Аскетическая письменность

   Монашество эпохи Вселенских Соборов породило богатую аскетическую литературу, которая до настоящего времени пользуется огромной популярностью в Православной Церкви, причем читают ее не только монахи, но и миряне. Изречения ранних египетских отцов, таких как Антоний, Арсений, Макарий, Пахомий, Сисой (всех их именуют Великими), вошли в сборники под названием «патериков», где эти изречения-апофтегмы располагались либо в алфавитном, либо в тематическом порядке. Помимо сборников апофтегм, с IV века стали появляться аскетические трактаты, адресованные монахам и принадлежащие отдельным авторам. Наиболее крупными монашескими писателями в период с IV по IX век, помимо упомянутых уже преподобных Максима Исповедника и Феодора Студита, были Евагрий Пон-тийский, Макарий Египетский, Иоанн Лествичник и Исаак Сирин.

   Евагрий Понтийский (ок.346–399) был учеником святителя Григория Богослова, младшим современником преподобного Пахомия Великого и других «отцов пустыни», свидетелем эпохи расцвета египетского монашества. От Оригена он заимствовал некоторые ошибочные взгляды, касающиеся главным образом христологии, за которые был осужден V Вселенским Собором. Однако в своем нравственно-аскетическом учении Евагрий был экспонентом аутентичной монашеской традиции; не случайно многие его сочинения после V Вселенского Собора были сохранены под именем других авторов. Евагрий писал преимущественно в жанре апофтегм, характерном для раннего египетского монашества: эти апофтегмы объединялись в группы (10о апофтегм, объединенные в одну группу, назывались «сотницами»). Сборниками апофтегм являются наиболее известные из дошедших до нас сочинений Евагрия – «Практик», «Гностик» («Умозритель»), «Главы умозрительные» и «О молитве». Последний из перечисленных трактатов представляет собой сборник из 153 глав (по числу рыб, выловленных учениками Спасителя, см.: Ин 21:11), сохраненный под именем преподобного Нила Синайского. В этом трактате Евагрий начертывает основные характеристики молитвенного делания в монашеской традиции:

    Молитва есть беседа ума с Богом. Какого же состояния должен достичь ум, чтобы он был в силах неизменно простираться к своему Владыке и собеседовать с Ним без всякого посредника?
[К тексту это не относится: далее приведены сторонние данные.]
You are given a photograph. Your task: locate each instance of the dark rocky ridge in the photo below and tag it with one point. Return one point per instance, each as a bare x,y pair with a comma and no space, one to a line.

    Если Моисею, пытавшемуся приблизиться к купине, пылающей на земле, было запрешено это до тех пор, пока он не снимет обувь с ног (См.: Исх з, 5), то разве тебе, желаюшему созерцать Того, Кто превыше всякого чувства и мысли, и стать собеседником Его, не должно снять с себя всякую страстную мысль?

    Прежде всего молись о даре слез, дабы через сокрушение смягчить существующую в душе твоей грубость и, исповедовав свои беззакония Господу (См.: Пс 31:5), получить от Него прощение.

    Стой прилежно и молись усердно, отвращаясь от попечений и рассуждений, овладевающих тобой. Ибо они приводят в замешательство и смущают тебя, чтобы ослабить силу твою.

    Стремись к тому, чтобы во время молитвы ум твой стал глухим и немым, и тогда сможешь молиться.

    Молитва есть восхождение ума к Богу.

    Любящий Бога всегда собеседует с Ним, как с Отцом, отврашаясь от всякой страстной мысли.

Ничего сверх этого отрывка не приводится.